Disisi lain, kebutuhan LPG khususnya LPG subsidi Tabung 3kg dari waktu ke waktu terus menunjukkan peningkatan. Kuota LPG 3kg dan Kebutuhan LPG 3 kg sejak berjalannya konversi minyak tanah ke LPG, tidak mencerminkan konsumsi yang sebenarnya. Pertumbuhan jumlah penduduk dan pertumbuhan ekonomi kurang mendapat tempat ketika menetapkan kuota oleh Pemerintah dan DPR.
“Tuduhan bahwa LPG 3kg diselewengkan ke tabung 12kg , perlu pembuktian secara akurat berdasarkan data dan fakta yang akurat pula yang harus bisa dipertanggung jawabkan secara hukum. Tanpa hal ini, itu berarti “omdo” alias omong doing,”kata Sofyano.
Ia pun tidak yakin sepenuhnya bahwa jika terjadi kelangkaan maka ini secara otomatis dinyatakan akibat terjadinya penyelewengan. “Jika ada dugaan LPG 3 kg diselewengkan ke LPG tabung 12kg seharusnya volume penjualan LPG 12kg turun drastis. Sementara data dari tahun ke tahun nyaris menunjukkan penjualan LPG 12 kg stagnan”ungkap Sofyano yang juga Direktur Pusat Studi Kebijakan Publik (Puskepi).
Menurut Sofyano, Pemerintah harusnya menyadari bahwa dengan konsumsi LPG 3 Kg subsidi yang mencapai sekitar 5 juta ton/tahun. Sementara konsumsi LPG non subsidi hanya 1,27 ton/tahun bisa dinyatakan bahwa banyak kelas menengah dan sebagian kelas atas beralih gunakan LPG 3 Kg bersubsidi.
Sedangkan adanya kemungkinan LPG 3kg dioplos ke tabung 12kg memang ada, namun apakah volumenya besar atau tidak dan apakah ini otomatis berpengaruh signifikan terhadap ketersediaannya , ini harus dijawab berdasarkan fakta dan data yang akurat.
Hal lain yang harusnya diperhatikan Pemerintah bahwa LPG 3kg juga telah lama dipergunakan oleh nelayan, petani yang menggunakan mesin pembajak sawah, petani tembakau yang “me-ngomprong” tembakau.

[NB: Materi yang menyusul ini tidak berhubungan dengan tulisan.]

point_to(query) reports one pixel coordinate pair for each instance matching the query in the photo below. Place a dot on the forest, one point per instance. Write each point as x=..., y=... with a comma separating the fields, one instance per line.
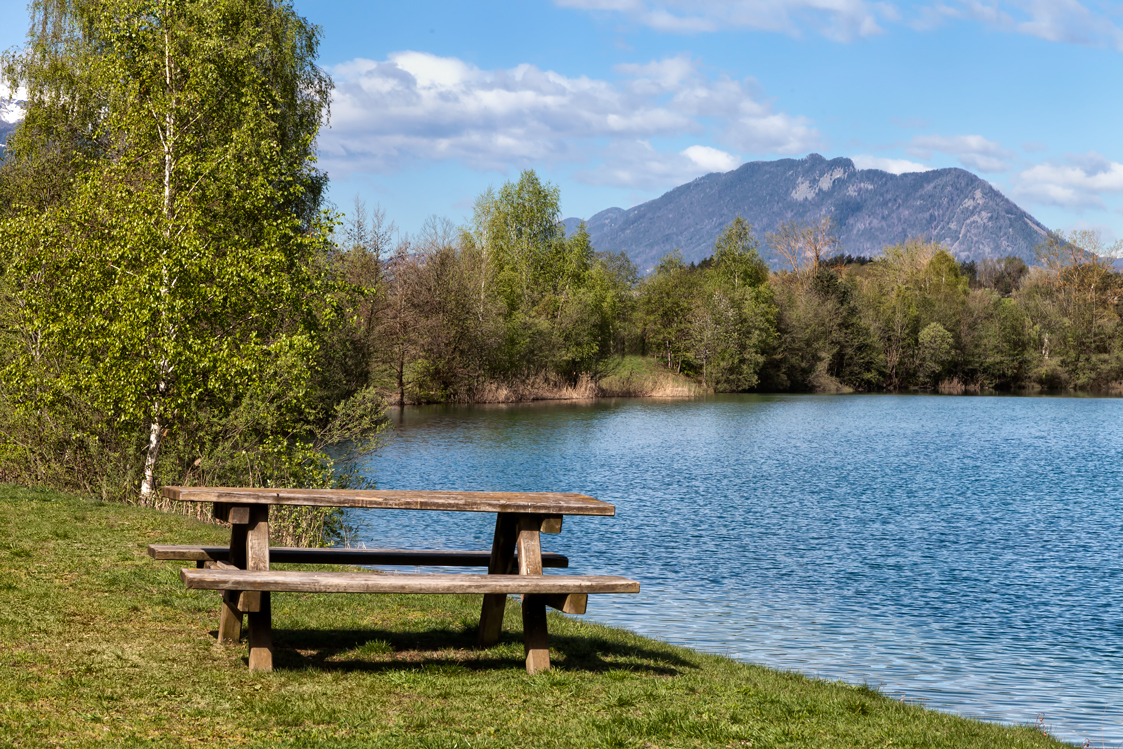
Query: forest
x=181, y=304
x=467, y=313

“Harusnya hal ini menjadi perhatian Pemerintah dalam menentukan kuota LPG termasuk kebijakan untuk menambah kuota ketika terjadi ketimpangan antara supply dengan demand”ungkap Sofyano dalam siaran pers yang diterima Majalah TAMBANG.
Oleh karenanya yang perlu dilakukan ke depan, pemerintah hendaknya membuat regulasi yang jelas terkait pengguna LPG 3kg. Dalam aturan tersebut harus tegas siapa yang berhak menggunakan LPG 3kg disertakan juga dengan sanksi jika ada yang melanggar. Subsidi LPG 3 kg yang sangat jauh dari harga keekonomian harusnya jadi pertimbangan serius pemerintah.
Subsidi terhadap LPG 3kg khususnya buat orang tidak mampu , harus tetap jadi prioritas Pemerintah. Tetapi bukan berarti Pemerintah harus mensubsidi dalam jumlaah yang dominant besar. Pemerintah perlu memperhatikan harga LPG yang sudah sejak tahun 2007 sampai saat ini atau kurang lebih 7 tahun tidak ada kenaikan.
“Bandingkan saja dengan Tarif Dasar Listrik bagi rumah orang orang miskin yang sudah naik beberapa kali, ternyata ini tidak menjadi “masalah” serius bagi Pemerintah dan masyarakat itu.
Pemerintah perlu melakukan penyesuaian atau kenaikan harga LPG Subsidi ini. Memang ini bukan kebijakan yang disenangi masyarakat tetapi perlu dilakukan guna meringankan beban Pemerintah di saat harga LPG dunia melambung.
Menurutnya jika Pemerintah menaikan harga jual elpiji 3kg sebesar Rp 1000 / kg saja, maka kebijakan ini sudah membantu negara mengurangi subsidi sebesar 5 juta MT x 1000/kg = Rp 5T/tahun. Ini suatu jumlah yang sangat besar.
Dengan adanya kenaikan harga LPG 12kg yang berdampak terhadap semakin tajamnya disparitas terhadap harga elpiji 3kg , maka sepanjang Pemerintah belum bermaksud mengurangi subsidi elpiji 3kg, solusi terbaiknya Pemerintah harusnya merevisi Permen ESDM Nomor 26 Tahun 2009.